Subchondral marrow abnormality may occur in the vertebral endplates after Ho:YAG laser discectomy. Possible causative mechanisms include thermal injury and photoacoustic shock. However, these change probably do not affect surgical outcomes and appear to resolve over time
The rapid acceptance of minimally invasive surgery in the United States have occurred largely without statistical proof of its superiority over traditional methods. All members of the healthcare paddock now see the need for valid outcome studies supporting the efficacy of new treatment technique. PLDD will gain wide acceptance only if it is demonstrated statistically to be a undisruptive and effective alternative treatment to lumbar disc herniation.

Various laser wavelengths have been used, but no consensus exists on the subject of which is most efficacious. Good candidates for this procedure have a classic clinical syndrome and neuroimaging evidence.

In cases of ruptured posterior longitudinal ligament (ie, epidural leak of contrast environment in discography), PLDD is not indicated. Indications for the operation first of all depend on the clinical symptoms, but the success of the operation depends on the discographic findings.

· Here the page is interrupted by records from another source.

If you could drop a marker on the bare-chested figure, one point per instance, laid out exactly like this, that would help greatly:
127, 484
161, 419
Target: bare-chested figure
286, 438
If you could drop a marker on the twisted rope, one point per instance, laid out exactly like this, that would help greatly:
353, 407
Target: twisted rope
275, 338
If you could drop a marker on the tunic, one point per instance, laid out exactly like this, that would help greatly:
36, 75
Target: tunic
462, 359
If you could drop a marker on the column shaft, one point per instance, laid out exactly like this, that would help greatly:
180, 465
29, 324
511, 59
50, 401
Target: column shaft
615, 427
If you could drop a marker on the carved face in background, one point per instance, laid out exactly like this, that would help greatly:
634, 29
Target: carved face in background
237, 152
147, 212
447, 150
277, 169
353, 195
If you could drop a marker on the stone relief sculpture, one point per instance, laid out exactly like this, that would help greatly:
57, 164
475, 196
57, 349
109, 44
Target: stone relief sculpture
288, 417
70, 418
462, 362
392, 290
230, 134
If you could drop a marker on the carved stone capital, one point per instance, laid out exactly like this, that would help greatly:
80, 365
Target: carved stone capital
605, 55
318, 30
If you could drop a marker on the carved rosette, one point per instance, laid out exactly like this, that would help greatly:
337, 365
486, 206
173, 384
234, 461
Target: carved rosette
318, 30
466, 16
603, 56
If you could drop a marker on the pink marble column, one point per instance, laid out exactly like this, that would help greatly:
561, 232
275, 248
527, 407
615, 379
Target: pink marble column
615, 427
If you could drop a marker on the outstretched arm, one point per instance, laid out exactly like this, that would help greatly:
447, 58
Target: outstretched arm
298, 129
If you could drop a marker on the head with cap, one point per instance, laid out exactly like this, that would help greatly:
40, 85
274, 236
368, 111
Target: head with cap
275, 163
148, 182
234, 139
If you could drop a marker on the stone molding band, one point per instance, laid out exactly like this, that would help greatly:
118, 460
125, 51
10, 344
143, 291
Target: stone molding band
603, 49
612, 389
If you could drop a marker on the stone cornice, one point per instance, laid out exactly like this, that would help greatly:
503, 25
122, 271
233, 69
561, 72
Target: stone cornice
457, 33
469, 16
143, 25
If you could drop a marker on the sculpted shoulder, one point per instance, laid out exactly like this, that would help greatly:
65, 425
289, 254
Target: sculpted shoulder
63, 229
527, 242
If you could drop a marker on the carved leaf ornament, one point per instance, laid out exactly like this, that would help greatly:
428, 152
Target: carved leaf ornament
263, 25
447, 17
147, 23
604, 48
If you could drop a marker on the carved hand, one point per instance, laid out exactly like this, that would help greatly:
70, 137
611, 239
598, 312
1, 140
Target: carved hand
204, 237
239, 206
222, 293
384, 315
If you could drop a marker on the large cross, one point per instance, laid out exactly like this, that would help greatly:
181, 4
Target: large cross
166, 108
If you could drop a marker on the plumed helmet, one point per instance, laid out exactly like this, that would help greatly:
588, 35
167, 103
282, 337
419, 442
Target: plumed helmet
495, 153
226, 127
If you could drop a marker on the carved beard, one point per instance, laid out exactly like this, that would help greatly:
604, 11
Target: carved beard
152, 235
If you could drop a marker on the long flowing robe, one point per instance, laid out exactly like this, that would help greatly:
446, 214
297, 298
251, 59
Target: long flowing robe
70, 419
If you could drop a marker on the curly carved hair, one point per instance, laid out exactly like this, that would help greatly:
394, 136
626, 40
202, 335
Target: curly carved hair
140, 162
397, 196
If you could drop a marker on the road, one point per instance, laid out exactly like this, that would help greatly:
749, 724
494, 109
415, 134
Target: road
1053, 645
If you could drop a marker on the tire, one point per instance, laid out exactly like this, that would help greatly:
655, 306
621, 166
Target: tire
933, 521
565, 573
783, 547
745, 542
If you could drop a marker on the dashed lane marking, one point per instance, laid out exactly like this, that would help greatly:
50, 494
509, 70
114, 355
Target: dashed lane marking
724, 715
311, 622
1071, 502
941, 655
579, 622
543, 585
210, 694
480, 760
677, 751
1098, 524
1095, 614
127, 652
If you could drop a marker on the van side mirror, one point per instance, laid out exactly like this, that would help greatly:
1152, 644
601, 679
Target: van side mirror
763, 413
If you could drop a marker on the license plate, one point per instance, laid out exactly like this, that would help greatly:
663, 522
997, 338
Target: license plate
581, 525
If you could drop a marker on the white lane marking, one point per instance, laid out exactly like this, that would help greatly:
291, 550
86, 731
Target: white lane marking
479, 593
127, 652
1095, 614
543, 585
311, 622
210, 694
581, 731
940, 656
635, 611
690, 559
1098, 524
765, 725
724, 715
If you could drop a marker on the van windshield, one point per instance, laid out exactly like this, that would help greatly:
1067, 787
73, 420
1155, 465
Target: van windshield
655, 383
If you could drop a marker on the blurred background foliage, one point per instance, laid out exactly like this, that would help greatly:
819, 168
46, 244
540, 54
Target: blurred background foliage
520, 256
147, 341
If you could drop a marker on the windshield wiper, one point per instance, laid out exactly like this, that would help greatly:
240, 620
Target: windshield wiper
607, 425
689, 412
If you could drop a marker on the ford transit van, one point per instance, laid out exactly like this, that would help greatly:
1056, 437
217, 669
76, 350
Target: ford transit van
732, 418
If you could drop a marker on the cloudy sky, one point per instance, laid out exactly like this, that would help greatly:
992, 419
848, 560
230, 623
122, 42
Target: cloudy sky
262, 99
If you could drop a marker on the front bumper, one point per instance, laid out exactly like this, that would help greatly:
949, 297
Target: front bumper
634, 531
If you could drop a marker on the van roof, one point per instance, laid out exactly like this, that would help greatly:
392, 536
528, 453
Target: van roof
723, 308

Percutaneous microdecompressive endoscopic cervical discectomy near laser thermodiscoplasty has proven to be a safe and efficacious minimally invasive procedure in one covering series of patients with herniated cervical discs with unilateral radicular pain.

PLDD perform with CT scan and fluoroscopic guidance appears to be a safe and cost-effective treatment for herniated intervertebral discs and is getting more utilized over the last 3-5 years. It is minimally invasive, is perform in an outpatient setting, requires no general anesthesia, results in no scarring or spinal instability, reduce rehabilitation time, is repeatable, and does not preclude open surgery should that become necessary.